As of 2:31 p.m. ET, the S&P 500 was down 0.5%, while the Nasdaq Composite was down 1.4%. Both indexes shrugged off their third straight weekly losses. The Dow Jones Industrial Average rose 7 points, or less than 0.1%, to 33,212.
Technology stocks, automakers and communications services companies accounted for much of the S&P 500’s losses. Apple fell 1.5 percent, Ford fell 1.3 percent and Netflix fell 2.9 percent.
Airline stocks were broadly lower after a massive winter storm caused widespread delays and forced several airlines to cancel weekend flights. Delta Air Lines fell 1.1%, American Airlines fell 1.1% and JetBlue Airways fell 1.4%.
Shares of Southwest Airlines fell 5.6% after it had to cancel about two-thirds of its flights over the past few days, blaming staffing and weather-related issues. It was a rare misstep for Southwest, generally considered one of the more reliable airlines in good times and bad.

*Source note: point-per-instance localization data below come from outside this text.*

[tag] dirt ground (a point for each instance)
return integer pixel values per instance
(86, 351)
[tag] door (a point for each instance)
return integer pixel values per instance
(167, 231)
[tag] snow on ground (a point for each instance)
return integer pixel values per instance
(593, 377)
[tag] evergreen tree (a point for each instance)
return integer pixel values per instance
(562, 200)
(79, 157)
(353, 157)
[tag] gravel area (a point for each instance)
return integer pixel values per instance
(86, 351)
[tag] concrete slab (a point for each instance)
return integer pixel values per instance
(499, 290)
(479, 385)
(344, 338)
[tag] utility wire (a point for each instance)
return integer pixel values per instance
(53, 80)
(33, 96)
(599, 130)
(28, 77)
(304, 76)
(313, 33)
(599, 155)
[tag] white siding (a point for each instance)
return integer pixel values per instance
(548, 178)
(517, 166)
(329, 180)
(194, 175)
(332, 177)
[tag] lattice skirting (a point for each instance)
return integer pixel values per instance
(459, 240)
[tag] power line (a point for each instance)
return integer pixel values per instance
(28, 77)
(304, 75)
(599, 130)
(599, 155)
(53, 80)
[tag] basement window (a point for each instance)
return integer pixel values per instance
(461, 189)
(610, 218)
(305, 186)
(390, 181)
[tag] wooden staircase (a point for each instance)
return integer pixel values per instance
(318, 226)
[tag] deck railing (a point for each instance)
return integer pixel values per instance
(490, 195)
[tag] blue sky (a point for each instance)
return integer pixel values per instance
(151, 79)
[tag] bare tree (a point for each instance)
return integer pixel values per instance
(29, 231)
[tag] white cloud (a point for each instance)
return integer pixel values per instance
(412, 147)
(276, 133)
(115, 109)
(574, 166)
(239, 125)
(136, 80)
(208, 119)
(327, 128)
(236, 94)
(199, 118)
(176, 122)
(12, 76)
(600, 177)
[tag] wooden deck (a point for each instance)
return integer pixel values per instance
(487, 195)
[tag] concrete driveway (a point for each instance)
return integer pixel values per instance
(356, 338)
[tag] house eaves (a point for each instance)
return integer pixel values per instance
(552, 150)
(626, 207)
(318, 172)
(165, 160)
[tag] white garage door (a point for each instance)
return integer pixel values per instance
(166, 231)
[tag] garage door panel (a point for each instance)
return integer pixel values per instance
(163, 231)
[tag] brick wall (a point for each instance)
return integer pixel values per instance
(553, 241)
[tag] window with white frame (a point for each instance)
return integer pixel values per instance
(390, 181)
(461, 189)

Energy stocks were the biggest gainers among S&P 500 companies as crude oil and natural gas prices rose. Hess rose 1.1 percent.
U.S. Treasury yields mostly rose as the U.S. bond market reopened. The yield on the 10-year U.S. Treasury note, which affects mortgage rates, rose to 3.85% from 3.75% late on Friday.
After a dismal year for stocks, investors are looking ahead to 2023, expecting relatively quiet trading on Wall Street this week.
Uncertainty over how far the Federal Reserve and other central banks will go to combat the highest inflation in decades has rattled investors. The Fed has raised key interest rates seven times this year and signaled further hikes in 2023, even as the pace of price increases has been slowing.
High interest rates have weighed heavily on prices of stocks and other investments, fueling fears that the economy could slow too much and slip into a recession next year.
The benchmark S&P 500 hit an all-time high in early January but is down nearly 20% this year. The tech-heavy Nasdaq fell nearly 34%.
Elsewhere in the world, shares rose on Tuesday after China announced it would ease more pandemic restrictions even as the widespread outbreak of COVID-19 is straining its healthcare system and disrupting business.
China’s National Health Commission said Monday that travelers arriving from abroad will no longer need to be quarantined starting Jan. 8. They still need to have a negative virus test within 48 hours of departure and wear a mask while flying.
But it was the latest step toward abandoning once-strict virus containment measures that severely restricted travel in and out of the world’s second-largest economy.
Stephen Innes of SPI Asset Management said in a commentary: “With economic activity struggling and multinationals questioning the viability of China as a source of sourcing, policymakers – as they have done many times in the past – have taken a Very commercial approach.”
The company welcomed the move, seeing it as an important step toward reviving sluggish business activity.
China joins other countries in treating cases rather than trying to stamp out the infection. It has waived or eased rules on testing, isolation and mobility in an attempt to reverse the recession. But the shift has already flooded hospitals with feverish, wheezing patients, and authorities are going door-to-door to pay for COVID-19 vaccines for people over 60.
The Shanghai Composite Index rose 1% to 3,096.57. Markets in Hong Kong and Australia were closed for a holiday.